“Tinkering Production”: Defining Bioengineering
Let’s look at all the different ways that Synthetic Biology has been defined over the years in academic literature. The definitions range from purpose-driven accounts, to analytic concepts, to mere descriptive statements. Some scholars argue that the goal of bioengineering is to construct new living systems, others believe it is to create and engineer functional biological designer devices and systems with novel and useful functions. Others yet, think synthetic biology is a combination of engineering with biology. More definitions include:
The engineering-driven building of increasingly complex biological entities for novel applications - The intentional design, modeling, construction, debugging, and testing of artificial living systems — Genetic engineering of organisms - Constructions with new functions — Synthesis of drugs — Generation — To create bacteria - Rebooting the bacterium — Stitching together DNA constructs — Production of biomaterials — Assembling a form of life and lots, I mean lots, of more.

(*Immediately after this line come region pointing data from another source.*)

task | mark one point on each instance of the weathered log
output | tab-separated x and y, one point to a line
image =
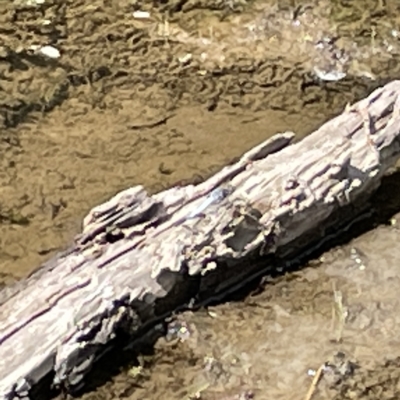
136	253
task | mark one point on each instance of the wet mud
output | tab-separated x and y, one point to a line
157	93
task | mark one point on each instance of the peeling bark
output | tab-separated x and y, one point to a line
136	254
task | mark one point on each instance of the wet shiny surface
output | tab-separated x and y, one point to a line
172	99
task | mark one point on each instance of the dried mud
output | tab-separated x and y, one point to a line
169	99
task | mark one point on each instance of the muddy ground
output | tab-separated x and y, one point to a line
171	98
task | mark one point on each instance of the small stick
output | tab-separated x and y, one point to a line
314	383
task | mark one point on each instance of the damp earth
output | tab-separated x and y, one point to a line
102	95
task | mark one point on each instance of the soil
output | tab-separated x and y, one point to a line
171	98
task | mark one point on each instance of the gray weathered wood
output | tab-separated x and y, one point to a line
131	262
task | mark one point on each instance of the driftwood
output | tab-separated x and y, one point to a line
138	255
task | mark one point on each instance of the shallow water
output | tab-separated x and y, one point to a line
126	105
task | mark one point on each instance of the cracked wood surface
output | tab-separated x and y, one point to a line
136	251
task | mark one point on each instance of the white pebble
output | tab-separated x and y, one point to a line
49	51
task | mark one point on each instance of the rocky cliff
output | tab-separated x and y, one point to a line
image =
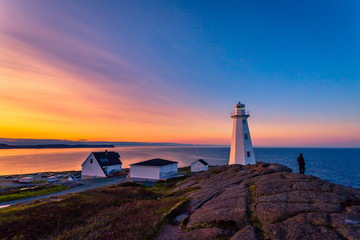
264	201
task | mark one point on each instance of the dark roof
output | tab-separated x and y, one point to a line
202	161
155	162
107	158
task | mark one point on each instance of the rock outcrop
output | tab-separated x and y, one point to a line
267	201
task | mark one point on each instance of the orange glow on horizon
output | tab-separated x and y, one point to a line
44	96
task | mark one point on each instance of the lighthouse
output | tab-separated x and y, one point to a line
241	151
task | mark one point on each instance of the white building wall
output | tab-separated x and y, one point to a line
145	172
198	167
113	167
168	171
239	145
248	148
91	169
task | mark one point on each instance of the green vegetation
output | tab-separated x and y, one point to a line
14	194
123	211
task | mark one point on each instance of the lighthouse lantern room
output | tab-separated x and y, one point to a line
241	151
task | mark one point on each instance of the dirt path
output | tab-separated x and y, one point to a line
88	184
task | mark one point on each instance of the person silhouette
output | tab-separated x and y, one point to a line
301	163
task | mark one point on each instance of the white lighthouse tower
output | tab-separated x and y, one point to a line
241	151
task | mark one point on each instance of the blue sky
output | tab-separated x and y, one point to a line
295	64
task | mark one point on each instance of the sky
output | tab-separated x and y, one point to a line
171	71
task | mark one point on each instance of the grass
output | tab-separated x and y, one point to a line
124	211
14	194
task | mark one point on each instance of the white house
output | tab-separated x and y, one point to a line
153	170
100	164
199	166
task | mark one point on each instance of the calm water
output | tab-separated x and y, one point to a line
336	165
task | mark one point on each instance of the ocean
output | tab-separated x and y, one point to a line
337	165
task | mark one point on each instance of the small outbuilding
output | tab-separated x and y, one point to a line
153	170
100	164
199	166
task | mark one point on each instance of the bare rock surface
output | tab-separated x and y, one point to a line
267	201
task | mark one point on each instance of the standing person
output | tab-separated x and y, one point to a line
301	162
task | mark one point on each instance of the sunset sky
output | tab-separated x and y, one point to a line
171	71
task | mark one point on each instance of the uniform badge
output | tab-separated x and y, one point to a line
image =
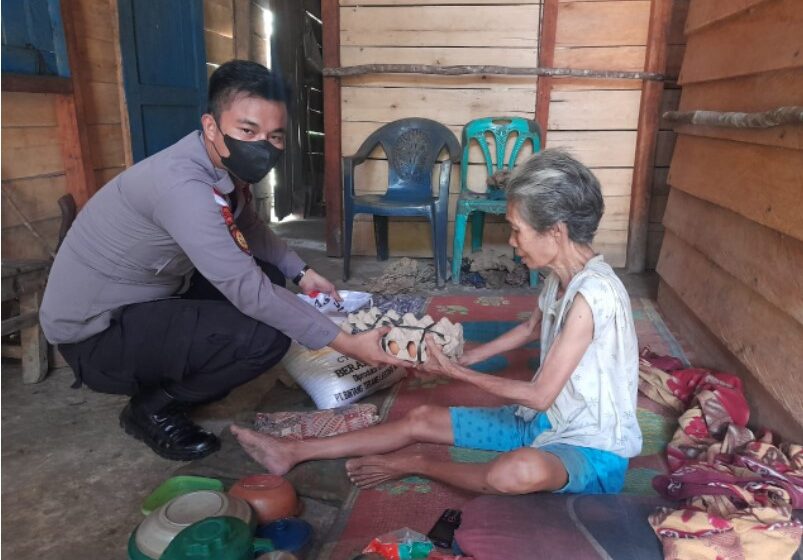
228	217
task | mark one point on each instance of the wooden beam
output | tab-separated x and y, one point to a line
492	70
242	29
333	190
125	124
546	58
19	322
71	113
36	84
646	140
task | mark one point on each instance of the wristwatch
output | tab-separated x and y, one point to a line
301	274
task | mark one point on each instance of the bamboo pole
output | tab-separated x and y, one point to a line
766	119
546	58
332	166
362	69
646	139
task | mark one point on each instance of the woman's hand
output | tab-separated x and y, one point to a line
314	282
437	364
365	347
469	357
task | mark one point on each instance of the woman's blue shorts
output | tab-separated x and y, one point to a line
591	471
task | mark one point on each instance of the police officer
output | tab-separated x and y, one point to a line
170	289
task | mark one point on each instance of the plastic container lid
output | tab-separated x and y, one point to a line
287	533
159	528
216	538
177	486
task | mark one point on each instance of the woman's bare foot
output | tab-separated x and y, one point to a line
272	453
373	470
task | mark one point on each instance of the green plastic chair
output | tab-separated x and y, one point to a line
477	204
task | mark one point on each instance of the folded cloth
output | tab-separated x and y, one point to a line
738	490
321	423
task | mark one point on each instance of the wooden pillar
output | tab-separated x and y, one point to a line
546	59
330	15
242	29
78	167
646	139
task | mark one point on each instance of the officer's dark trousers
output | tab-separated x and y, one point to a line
197	347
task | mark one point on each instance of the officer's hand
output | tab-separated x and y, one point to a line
314	282
365	347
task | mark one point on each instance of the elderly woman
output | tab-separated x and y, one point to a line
573	427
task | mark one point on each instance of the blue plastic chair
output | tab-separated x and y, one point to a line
475	203
412	147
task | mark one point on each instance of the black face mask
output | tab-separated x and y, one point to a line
250	161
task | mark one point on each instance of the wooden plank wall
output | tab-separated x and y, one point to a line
218	32
593	119
404	32
596	120
731	265
32	165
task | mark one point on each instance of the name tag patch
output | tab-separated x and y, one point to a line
235	232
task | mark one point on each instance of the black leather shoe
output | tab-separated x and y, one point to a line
169	432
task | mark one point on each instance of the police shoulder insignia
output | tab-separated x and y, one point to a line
235	232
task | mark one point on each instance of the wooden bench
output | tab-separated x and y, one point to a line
24	280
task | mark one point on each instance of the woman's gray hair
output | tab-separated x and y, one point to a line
552	187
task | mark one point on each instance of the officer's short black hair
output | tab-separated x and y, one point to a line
244	76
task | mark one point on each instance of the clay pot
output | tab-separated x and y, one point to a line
271	496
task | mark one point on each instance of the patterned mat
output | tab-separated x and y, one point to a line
416	502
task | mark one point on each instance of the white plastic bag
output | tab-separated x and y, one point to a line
326	304
334	380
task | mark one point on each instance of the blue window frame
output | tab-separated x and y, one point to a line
33	38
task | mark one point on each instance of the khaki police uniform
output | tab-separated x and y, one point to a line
116	302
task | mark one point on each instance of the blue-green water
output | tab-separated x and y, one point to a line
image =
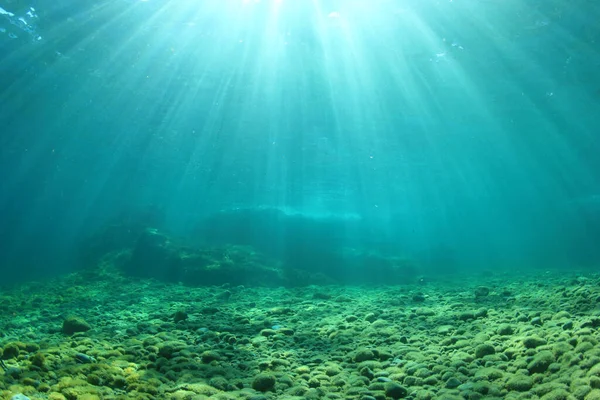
456	134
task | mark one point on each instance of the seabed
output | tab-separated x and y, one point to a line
498	336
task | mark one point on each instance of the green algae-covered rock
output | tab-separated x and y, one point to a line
540	362
73	324
263	382
519	383
483	350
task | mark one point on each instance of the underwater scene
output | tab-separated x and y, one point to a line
299	199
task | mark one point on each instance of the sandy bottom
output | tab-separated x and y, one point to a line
474	337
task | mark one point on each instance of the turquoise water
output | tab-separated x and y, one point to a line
456	134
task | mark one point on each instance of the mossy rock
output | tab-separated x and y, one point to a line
73	324
519	383
264	382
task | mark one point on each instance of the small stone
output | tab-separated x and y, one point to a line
395	390
180	316
483	350
520	383
73	324
364	355
419	297
209	356
505	329
452	383
540	362
532	342
536	321
263	382
20	396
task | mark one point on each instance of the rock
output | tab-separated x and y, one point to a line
73	324
520	383
209	356
395	390
483	350
419	297
179	316
364	355
505	329
452	383
532	342
20	396
540	362
263	382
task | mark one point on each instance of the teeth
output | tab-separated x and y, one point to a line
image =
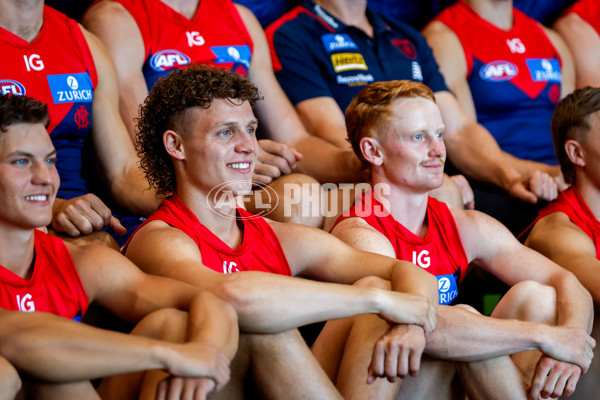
240	165
36	198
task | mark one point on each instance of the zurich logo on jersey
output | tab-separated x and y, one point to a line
544	69
167	59
447	287
337	41
8	86
498	71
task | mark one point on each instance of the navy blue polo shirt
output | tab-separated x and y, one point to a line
316	55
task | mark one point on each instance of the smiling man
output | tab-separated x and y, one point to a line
196	133
396	128
41	273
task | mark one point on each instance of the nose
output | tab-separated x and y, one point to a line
246	143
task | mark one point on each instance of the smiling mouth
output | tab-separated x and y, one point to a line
239	165
37	197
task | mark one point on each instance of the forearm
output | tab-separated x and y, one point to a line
328	163
59	350
213	320
267	303
463	335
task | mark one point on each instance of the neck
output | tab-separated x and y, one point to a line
216	216
496	12
350	12
408	208
186	8
590	194
16	250
23	18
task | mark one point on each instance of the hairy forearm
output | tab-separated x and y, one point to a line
59	350
213	320
463	335
328	163
267	303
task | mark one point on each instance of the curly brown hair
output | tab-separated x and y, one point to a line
21	110
165	108
369	112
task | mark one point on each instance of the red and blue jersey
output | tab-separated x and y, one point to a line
589	11
315	54
514	77
260	249
216	35
440	252
54	286
56	68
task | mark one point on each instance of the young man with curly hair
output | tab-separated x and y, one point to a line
196	136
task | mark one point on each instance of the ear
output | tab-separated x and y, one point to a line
575	152
173	144
371	150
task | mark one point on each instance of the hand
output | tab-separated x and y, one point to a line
185	388
569	344
274	159
466	191
199	360
397	353
404	308
553	378
83	215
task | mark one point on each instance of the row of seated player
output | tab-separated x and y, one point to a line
397	318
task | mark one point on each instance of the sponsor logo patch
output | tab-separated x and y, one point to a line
167	59
348	61
338	41
8	86
238	55
544	69
498	71
71	88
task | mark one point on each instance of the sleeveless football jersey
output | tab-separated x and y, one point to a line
260	249
572	204
514	78
215	35
55	68
589	11
54	287
440	252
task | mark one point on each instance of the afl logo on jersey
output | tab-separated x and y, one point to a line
8	86
167	59
498	71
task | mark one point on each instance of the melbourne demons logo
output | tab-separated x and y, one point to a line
81	118
167	59
498	71
8	86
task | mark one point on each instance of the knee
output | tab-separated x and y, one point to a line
165	324
10	382
528	301
374	282
297	198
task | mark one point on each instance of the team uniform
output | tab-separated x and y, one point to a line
571	203
55	68
260	249
440	252
316	55
514	77
589	11
216	35
54	286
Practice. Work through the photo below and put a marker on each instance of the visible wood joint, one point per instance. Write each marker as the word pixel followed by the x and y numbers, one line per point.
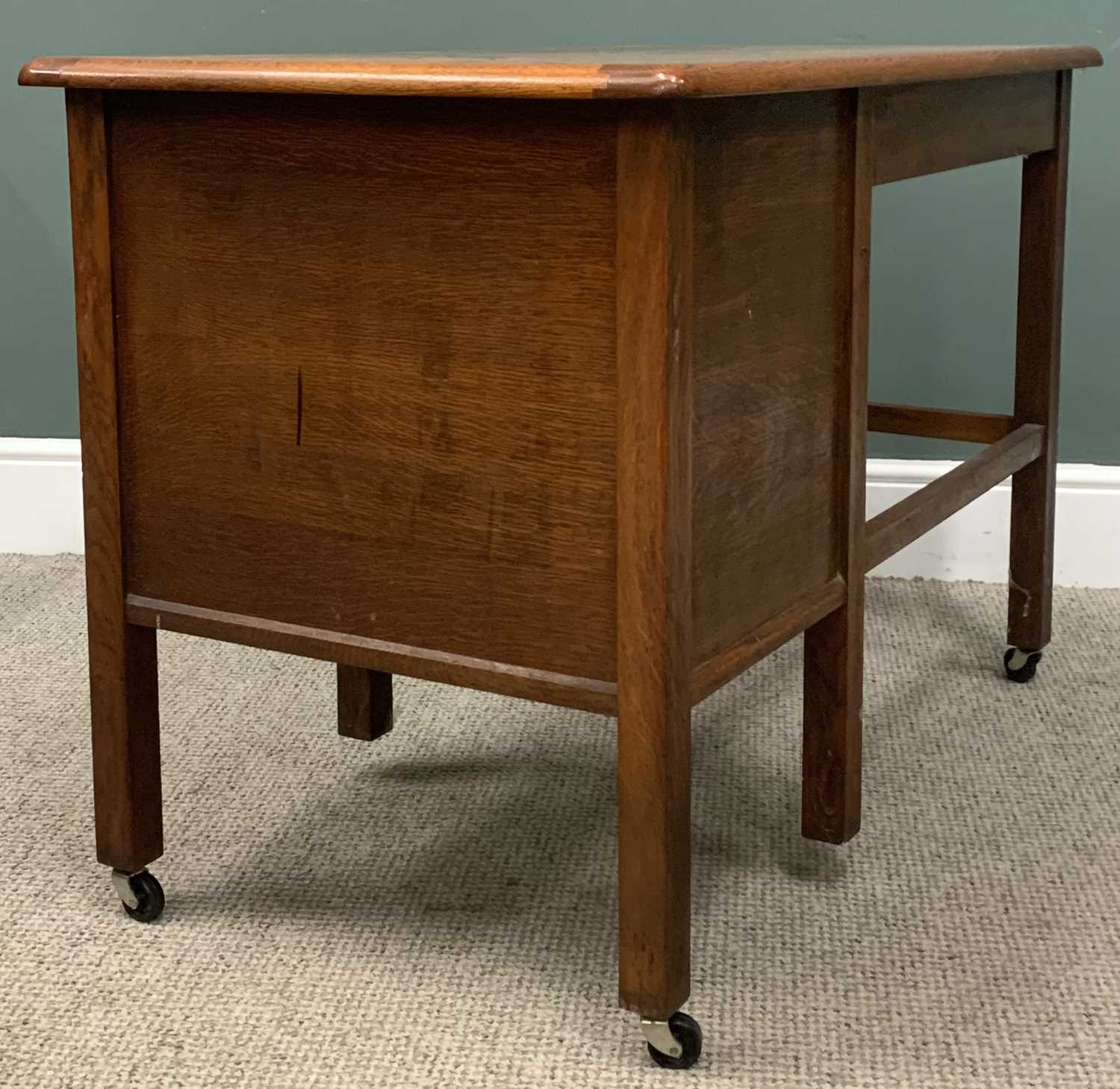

Tobias Eichinger proposes that this particular branch of modern techno-science should be defined through the notion of an Action-Paradigm. There is an essential productive aspect to biotechnology, specifically that aspect of bioengineering which belongs to engineering as opposed to its complementary field of biology. Biology, as a stand-alone field of investigation is purely descriptive (either verbally or mathematically), it does not aim to create new forms of life.
Bioengineering is action-oriented, it is a form of technical intervention and in this sense it is not merely a science, but a mode of production, of creation and intervention. It is part of applied research which means that its essence or aim is always directed at an external object. A good working definition must therefore take this type of directedness into account. There is an irreducible instrumentality that accounts for the goals, effects and attitudes of biotechnological activities.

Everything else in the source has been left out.